This book is a bilingual collection of peer-reviewed scholarship written in honour of Justice Louise Charron, the only Franco-Ontarian justice to have sat in the Supreme Court of Canada. Though her expertise covers administrative law, constitutional law, and the law of evidence, she is best known for her criminal law judgments: during her seven years at the Supreme Court of Canada, Justice Charron has penned more criminal jurisprudence than any other justice.
About the Authors:
Graham Mayeda’s research focuses on international trade and investment law, theories of global justice, law and development, criminal law, and legal philosophy. He began his academic career in philosophy, in which he received both M.A. and Ph.D. degrees from the University of Toronto. His work in this area focuses primarily on the philosophy of Nishida Kitaro, Watsuji Tetsuro and Kuki Shuzo. Professor Mayeda is primarily interested in the impact of law on marginalized groups and on innovative theoretical approaches to legal analysis. He is also interested in the impact of cultural, socio-economic, racial and gender difference in Canadian criminal law. In the context of private law, he has studied the nature of common law reasoning. He has written a few articles on the law of social protest, particularly in regard to protests involving the protection of the environment, First Nations rights, and the Occupy Movement. In public law more generally, he explores the relationship between principled and pragmatic reasoning in Canadian constitutional jurisprudence.

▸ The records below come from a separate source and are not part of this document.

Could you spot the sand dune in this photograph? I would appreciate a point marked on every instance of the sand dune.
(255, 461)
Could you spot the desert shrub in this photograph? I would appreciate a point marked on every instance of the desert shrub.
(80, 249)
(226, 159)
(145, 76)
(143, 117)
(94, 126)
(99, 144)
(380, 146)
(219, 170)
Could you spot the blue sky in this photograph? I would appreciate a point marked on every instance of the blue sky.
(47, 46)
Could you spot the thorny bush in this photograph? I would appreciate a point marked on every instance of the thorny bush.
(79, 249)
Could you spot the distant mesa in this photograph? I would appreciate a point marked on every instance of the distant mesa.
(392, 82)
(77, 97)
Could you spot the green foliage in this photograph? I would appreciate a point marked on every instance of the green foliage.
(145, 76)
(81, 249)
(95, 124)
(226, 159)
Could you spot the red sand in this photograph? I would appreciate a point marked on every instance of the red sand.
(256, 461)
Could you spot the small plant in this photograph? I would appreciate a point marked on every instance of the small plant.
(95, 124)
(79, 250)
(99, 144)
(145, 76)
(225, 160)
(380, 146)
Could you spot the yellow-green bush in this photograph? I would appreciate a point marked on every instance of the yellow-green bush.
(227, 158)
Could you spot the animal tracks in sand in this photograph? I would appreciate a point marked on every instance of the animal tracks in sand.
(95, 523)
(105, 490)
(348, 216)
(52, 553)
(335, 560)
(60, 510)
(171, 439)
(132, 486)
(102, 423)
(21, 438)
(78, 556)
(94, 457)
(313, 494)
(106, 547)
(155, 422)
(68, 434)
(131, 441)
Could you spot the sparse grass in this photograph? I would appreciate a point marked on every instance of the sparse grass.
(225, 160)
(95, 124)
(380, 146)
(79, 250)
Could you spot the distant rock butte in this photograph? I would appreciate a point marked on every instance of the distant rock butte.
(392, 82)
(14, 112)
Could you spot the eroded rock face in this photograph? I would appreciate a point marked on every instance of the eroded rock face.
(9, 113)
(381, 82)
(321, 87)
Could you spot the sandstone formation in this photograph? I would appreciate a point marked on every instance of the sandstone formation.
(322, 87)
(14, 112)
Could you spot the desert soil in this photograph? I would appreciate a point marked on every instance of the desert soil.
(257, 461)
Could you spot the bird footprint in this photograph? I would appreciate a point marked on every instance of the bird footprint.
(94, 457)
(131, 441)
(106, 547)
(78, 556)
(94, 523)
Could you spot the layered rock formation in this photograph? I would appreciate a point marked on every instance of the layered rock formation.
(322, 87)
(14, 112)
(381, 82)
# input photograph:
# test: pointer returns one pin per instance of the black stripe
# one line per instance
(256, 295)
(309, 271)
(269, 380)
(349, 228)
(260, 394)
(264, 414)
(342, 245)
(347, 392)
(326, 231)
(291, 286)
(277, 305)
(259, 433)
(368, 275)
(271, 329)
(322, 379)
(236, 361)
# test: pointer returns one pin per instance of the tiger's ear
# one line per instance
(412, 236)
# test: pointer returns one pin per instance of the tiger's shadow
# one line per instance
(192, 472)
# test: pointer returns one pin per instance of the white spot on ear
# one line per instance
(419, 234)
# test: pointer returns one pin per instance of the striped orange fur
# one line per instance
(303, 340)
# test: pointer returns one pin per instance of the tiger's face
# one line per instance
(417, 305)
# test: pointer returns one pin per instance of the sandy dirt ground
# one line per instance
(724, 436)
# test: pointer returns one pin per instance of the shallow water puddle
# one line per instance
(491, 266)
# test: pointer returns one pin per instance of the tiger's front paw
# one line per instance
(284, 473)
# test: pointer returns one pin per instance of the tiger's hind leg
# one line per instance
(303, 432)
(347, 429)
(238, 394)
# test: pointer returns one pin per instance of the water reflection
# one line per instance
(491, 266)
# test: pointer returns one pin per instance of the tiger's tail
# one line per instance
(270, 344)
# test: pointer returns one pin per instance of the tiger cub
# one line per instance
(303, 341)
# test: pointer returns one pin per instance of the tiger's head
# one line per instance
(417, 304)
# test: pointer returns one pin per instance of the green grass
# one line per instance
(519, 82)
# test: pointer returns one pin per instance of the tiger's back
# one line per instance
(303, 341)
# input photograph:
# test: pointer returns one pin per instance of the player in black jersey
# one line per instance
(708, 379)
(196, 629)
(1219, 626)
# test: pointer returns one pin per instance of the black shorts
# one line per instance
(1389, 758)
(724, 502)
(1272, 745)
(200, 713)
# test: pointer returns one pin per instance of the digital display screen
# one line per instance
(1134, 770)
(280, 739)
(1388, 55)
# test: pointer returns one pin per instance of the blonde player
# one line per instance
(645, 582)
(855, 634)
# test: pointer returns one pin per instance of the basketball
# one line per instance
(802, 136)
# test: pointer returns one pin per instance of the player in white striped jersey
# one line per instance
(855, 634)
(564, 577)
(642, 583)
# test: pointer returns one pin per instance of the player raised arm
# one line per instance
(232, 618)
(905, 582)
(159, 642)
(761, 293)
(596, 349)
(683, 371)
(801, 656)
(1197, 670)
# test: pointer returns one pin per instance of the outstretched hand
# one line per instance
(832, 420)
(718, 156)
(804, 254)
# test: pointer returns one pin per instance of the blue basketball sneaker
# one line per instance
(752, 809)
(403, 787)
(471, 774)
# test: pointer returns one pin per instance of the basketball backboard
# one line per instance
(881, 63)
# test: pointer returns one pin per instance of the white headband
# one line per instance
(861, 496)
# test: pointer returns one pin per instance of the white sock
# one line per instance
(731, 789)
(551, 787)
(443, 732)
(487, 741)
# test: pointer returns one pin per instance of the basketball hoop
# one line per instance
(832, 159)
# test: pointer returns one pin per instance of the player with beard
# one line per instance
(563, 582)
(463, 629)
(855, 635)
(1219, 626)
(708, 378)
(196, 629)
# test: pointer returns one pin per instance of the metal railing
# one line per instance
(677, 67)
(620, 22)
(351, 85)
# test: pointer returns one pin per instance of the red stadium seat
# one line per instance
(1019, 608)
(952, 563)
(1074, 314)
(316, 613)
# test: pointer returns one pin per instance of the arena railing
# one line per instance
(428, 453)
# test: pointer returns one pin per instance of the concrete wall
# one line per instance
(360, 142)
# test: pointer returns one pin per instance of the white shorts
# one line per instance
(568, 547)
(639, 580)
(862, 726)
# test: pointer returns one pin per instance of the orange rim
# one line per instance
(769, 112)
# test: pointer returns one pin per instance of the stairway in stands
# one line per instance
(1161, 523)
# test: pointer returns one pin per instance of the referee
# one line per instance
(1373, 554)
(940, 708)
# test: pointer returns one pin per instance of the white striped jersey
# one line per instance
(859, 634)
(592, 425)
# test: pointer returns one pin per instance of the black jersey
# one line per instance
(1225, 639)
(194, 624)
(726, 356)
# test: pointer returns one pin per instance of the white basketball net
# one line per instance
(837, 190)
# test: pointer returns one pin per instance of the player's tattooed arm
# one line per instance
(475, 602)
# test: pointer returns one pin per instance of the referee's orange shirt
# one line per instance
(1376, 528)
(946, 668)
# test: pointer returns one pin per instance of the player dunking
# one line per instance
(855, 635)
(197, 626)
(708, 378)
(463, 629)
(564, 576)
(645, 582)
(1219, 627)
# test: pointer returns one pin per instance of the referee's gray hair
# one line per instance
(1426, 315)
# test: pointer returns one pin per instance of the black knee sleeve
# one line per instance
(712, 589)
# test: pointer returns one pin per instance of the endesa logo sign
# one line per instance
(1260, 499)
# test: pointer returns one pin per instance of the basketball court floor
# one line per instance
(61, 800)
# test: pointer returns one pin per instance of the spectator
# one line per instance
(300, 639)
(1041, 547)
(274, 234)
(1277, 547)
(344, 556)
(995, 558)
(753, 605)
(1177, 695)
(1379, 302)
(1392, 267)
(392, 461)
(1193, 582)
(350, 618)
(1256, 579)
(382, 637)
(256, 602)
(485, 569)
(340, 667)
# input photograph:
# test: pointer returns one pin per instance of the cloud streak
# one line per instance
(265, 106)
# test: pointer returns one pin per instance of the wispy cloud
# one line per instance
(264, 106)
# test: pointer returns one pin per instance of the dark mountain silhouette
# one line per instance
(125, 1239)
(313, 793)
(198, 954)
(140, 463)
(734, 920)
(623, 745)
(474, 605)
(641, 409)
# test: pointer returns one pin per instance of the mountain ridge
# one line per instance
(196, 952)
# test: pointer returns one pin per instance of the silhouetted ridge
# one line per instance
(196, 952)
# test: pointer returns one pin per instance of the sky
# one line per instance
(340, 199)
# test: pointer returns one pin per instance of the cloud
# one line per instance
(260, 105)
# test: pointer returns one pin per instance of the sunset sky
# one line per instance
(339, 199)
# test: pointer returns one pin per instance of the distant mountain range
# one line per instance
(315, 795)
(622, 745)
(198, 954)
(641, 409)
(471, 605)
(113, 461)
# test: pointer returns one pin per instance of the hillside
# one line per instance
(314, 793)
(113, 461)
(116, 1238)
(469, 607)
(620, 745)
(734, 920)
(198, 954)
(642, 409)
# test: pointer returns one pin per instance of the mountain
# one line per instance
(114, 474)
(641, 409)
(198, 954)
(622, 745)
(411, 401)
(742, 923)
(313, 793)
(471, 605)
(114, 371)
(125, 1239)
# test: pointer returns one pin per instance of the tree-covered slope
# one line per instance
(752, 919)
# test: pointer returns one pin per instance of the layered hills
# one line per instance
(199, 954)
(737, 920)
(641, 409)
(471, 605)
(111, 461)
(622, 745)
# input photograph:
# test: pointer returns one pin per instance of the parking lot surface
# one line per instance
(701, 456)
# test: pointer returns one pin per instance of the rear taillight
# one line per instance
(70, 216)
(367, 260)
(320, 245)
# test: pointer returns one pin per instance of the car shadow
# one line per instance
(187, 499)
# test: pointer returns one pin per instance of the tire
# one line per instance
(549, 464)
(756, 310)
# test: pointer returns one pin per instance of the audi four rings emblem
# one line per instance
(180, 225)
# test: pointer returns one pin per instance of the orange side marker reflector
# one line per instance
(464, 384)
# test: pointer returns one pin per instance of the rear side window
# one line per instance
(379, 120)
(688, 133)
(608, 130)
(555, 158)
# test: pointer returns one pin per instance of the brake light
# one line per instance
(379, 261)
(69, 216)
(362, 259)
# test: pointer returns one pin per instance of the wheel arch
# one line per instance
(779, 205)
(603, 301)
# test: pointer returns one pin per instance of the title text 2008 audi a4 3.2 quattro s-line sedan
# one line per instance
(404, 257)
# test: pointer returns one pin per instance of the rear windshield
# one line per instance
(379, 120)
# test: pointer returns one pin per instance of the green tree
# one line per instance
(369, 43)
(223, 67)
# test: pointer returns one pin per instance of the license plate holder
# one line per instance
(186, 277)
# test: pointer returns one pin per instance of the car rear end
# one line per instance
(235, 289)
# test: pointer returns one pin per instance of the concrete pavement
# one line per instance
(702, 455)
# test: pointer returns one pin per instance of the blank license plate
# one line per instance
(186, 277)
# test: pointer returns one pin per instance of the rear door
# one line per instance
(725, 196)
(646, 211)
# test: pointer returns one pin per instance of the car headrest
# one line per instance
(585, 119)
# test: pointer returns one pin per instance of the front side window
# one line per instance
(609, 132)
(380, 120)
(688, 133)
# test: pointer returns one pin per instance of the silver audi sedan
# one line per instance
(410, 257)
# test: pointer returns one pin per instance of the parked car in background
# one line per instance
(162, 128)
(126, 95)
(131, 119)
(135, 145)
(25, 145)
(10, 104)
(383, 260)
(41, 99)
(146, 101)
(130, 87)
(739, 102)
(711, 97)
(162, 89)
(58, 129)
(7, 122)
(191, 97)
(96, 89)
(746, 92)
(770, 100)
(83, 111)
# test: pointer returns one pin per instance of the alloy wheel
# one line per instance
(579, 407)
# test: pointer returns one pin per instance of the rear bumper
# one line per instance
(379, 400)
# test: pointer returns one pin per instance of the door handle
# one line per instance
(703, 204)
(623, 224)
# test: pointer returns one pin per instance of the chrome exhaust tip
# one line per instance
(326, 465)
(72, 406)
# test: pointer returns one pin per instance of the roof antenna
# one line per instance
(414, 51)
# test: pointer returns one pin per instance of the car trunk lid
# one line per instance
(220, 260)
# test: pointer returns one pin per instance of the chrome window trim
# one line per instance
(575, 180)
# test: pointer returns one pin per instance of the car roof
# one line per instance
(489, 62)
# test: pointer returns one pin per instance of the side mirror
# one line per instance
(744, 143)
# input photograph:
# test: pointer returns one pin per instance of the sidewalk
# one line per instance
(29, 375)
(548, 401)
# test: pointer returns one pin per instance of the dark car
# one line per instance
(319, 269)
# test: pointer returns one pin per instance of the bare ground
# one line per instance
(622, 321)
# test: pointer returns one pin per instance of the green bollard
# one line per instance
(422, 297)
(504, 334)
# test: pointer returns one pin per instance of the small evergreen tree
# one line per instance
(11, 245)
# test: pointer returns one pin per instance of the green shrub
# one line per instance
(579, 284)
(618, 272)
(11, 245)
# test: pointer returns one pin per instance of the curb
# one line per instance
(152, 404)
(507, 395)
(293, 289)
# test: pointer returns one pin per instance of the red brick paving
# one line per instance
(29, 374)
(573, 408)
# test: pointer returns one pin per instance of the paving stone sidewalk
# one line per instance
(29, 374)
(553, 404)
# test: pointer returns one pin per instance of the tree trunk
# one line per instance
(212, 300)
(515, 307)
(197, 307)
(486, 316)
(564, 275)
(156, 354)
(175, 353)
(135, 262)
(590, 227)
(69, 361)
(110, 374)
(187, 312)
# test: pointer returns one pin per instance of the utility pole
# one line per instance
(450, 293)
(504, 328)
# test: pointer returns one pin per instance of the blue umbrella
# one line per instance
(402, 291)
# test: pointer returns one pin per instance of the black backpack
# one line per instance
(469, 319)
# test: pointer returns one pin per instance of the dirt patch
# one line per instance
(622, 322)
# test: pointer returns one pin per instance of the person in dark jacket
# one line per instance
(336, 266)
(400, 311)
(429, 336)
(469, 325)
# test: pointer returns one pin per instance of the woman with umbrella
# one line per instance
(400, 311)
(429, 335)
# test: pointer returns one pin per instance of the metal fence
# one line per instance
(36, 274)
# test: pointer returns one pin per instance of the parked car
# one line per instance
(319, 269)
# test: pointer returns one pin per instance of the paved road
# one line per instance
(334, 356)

Peter C. Oliver has built a national and international reputation for ground-breaking research into constitutional questions. His theoretical, comparative and historical approach has been applied to practical legal problems, such Commonwealth devolution, ever-closer European union, independence and secession. His recent writing explores Canadian constitutional issues, particularly with regard to constitutional amendment, constitutional conventions and federalism. Much of Professor Oliver’s research focuses on shifting understandings of two central theoretical concepts: ‘sovereignty’ and ‘legal system’. His careful treatment of both concepts yields a theoretical account of fundamental legal transitions, one whose practical consequence is to explain how constitutional continuity can produce constitutional independence. Oliver’s work has been cited across the world, in leading publications in Australia, Canada, India, Israel, New Zealand, South Africa, the United Kingdom and the United States.